Now let’s take a look how many reads of the decontaminated data were actually classified by your kraken2 run.
metainfo_gg2 <- metainfo %>%
gather(key="classified",value="counts",-c(Sample, group, MouseID, timepoint, mocktreat, host, nohost))
head(metainfo_gg2)
## # A tibble: 6 x 9
## Sample group MouseID timepoint mocktreat host nohost classified counts
## <chr> <chr> <chr> <chr> <chr> <dbl> <dbl> <chr> <dbl>
## 1 Sample3 Yc 5 Pre-Abx A 10705 989295 classified 213543
## 2 Sample4 Yc 8 Pre-Abx B 17679 982321 classified 162069
## 3 Sample6 Pools old pool Pre-Abx A 79875 920125 classified 197122
## 4 Sample13 Yc 3 Pre-Abx B 10160 989840 classified 171695
## 5 Sample22 Yp 4 Pre-Abx A 241620 758380 classified 176953
## 6 Sample25 Yc 4 Pre-Abx B 27436 972564 classified 181963
ggplot(metainfo_gg2, aes(x=Sample, y=counts)) +
geom_bar(stat="identity",position="stack", aes(fill=classified)) +
theme(axis.text.x = element_text(angle=45, hjust=1)) +
facet_grid(. ~ mocktreat, scales="free_x",space = "free_x")
Let’s now plot host reads, classified fraction and unclassified fraction into the same plot.

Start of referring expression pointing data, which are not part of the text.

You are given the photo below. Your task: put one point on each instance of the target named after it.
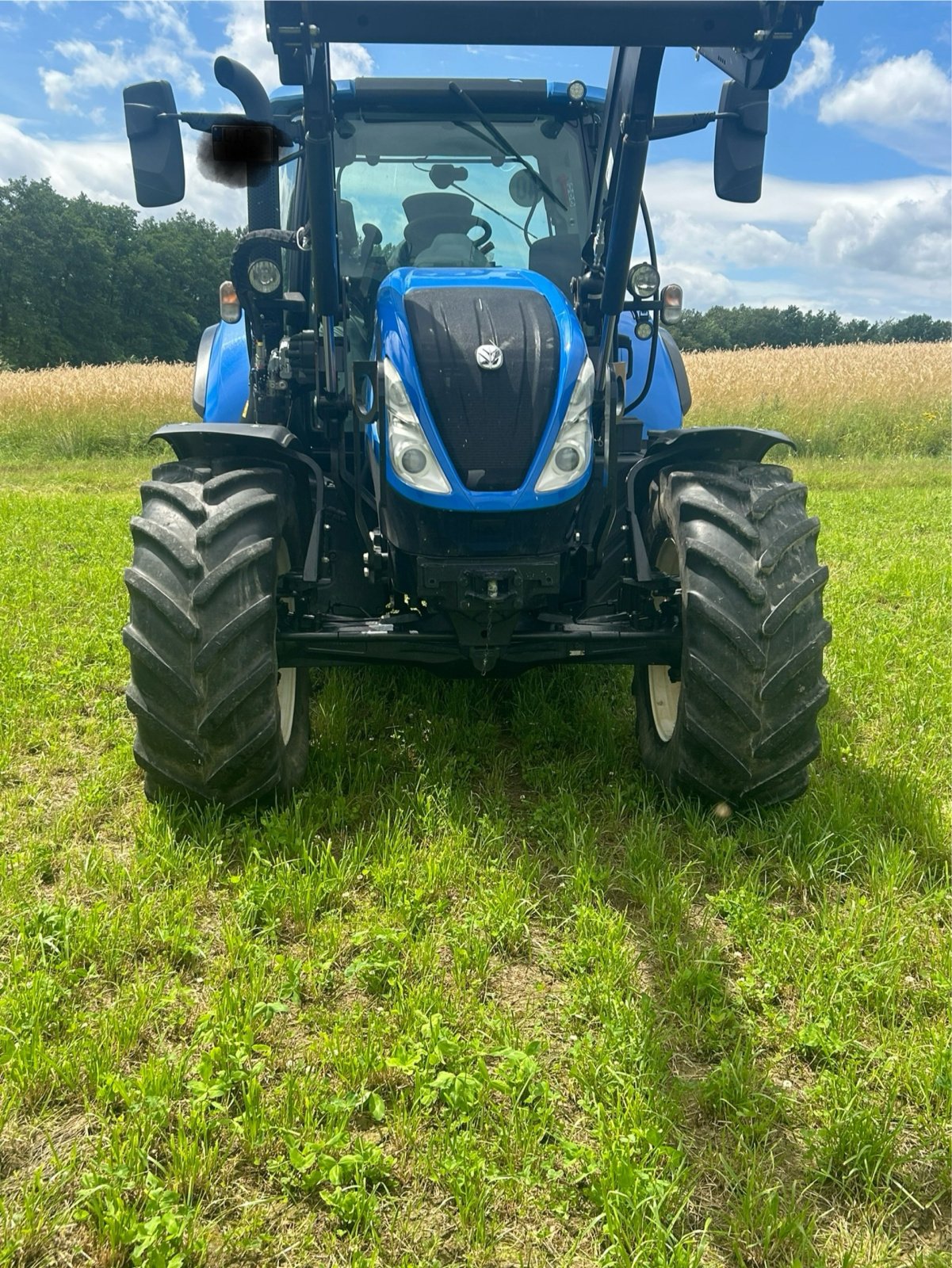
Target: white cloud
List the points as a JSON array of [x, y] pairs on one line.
[[873, 249], [907, 236], [164, 18], [101, 169], [112, 67], [247, 44], [904, 103], [812, 75]]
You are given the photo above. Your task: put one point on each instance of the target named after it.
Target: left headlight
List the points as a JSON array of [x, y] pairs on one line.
[[411, 456], [572, 450], [264, 276]]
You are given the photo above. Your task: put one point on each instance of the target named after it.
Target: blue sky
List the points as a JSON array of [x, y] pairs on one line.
[[857, 203]]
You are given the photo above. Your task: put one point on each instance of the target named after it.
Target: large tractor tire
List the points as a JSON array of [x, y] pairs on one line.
[[740, 724], [217, 720]]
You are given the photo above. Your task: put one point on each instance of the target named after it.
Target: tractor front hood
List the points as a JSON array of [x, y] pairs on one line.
[[488, 359]]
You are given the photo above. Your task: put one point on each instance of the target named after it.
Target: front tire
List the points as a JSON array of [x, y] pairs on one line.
[[217, 720], [740, 724]]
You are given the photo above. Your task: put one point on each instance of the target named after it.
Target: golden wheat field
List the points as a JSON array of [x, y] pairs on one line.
[[837, 377], [860, 399]]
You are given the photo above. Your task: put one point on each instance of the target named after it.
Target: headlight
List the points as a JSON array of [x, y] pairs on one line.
[[572, 450], [411, 456], [264, 276], [643, 281]]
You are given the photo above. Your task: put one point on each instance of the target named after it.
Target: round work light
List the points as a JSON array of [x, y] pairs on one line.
[[264, 276]]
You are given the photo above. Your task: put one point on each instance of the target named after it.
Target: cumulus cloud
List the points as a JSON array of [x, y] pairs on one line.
[[110, 67], [904, 103], [911, 236], [101, 168], [871, 249], [247, 44], [812, 75]]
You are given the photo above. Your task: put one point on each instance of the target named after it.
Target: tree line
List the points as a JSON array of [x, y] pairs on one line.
[[85, 283], [787, 327], [88, 283]]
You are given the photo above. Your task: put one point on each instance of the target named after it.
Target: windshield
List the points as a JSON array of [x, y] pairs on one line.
[[442, 192]]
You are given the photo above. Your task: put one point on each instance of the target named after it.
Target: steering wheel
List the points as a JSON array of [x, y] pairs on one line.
[[420, 234]]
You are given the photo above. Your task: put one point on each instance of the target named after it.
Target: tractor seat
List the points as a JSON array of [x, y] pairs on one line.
[[431, 216]]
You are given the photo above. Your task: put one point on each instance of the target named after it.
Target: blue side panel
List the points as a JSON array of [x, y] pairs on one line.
[[393, 342], [227, 390], [660, 409]]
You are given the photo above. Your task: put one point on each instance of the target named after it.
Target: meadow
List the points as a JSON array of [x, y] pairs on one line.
[[482, 993]]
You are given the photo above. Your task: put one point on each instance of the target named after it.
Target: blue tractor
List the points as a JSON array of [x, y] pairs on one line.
[[442, 416]]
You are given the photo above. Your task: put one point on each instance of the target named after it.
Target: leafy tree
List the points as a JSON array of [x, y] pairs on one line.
[[90, 283], [791, 327]]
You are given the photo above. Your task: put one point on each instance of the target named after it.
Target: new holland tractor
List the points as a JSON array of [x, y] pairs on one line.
[[442, 416]]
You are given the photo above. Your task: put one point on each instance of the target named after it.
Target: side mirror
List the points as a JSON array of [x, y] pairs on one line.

metainfo_gg3 <- metainfo %>%
gather(key="reads",value="counts",-c(Sample, group, MouseID, timepoint, mocktreat, nohost))
head(metainfo_gg3)
## # A tibble: 6 x 8
## Sample group MouseID timepoint mocktreat nohost reads counts
## <chr> <chr> <chr> <chr> <chr> <dbl> <chr> <dbl>
## 1 Sample3 Yc 5 Pre-Abx A 989295 classified 213543
## 2 Sample4 Yc 8 Pre-Abx B 982321 classified 162069
## 3 Sample6 Pools old pool Pre-Abx A 920125 classified 197122
## 4 Sample13 Yc 3 Pre-Abx B 989840 classified 171695
## 5 Sample22 Yp 4 Pre-Abx A 758380 classified 176953
## 6 Sample25 Yc 4 Pre-Abx B 972564 classified 181963
ggplot(metainfo_gg3, aes(x=Sample, y=counts)) +
geom_bar(stat="identity",position="stack", aes(fill=reads)) +
theme(axis.text.x = element_text(angle=45, hjust=1)) +
facet_grid(. ~ mocktreat, scales="free_x",space = "free_x")
In general we can see that the number of reads classified by kraken2 were pretty similar across the samples.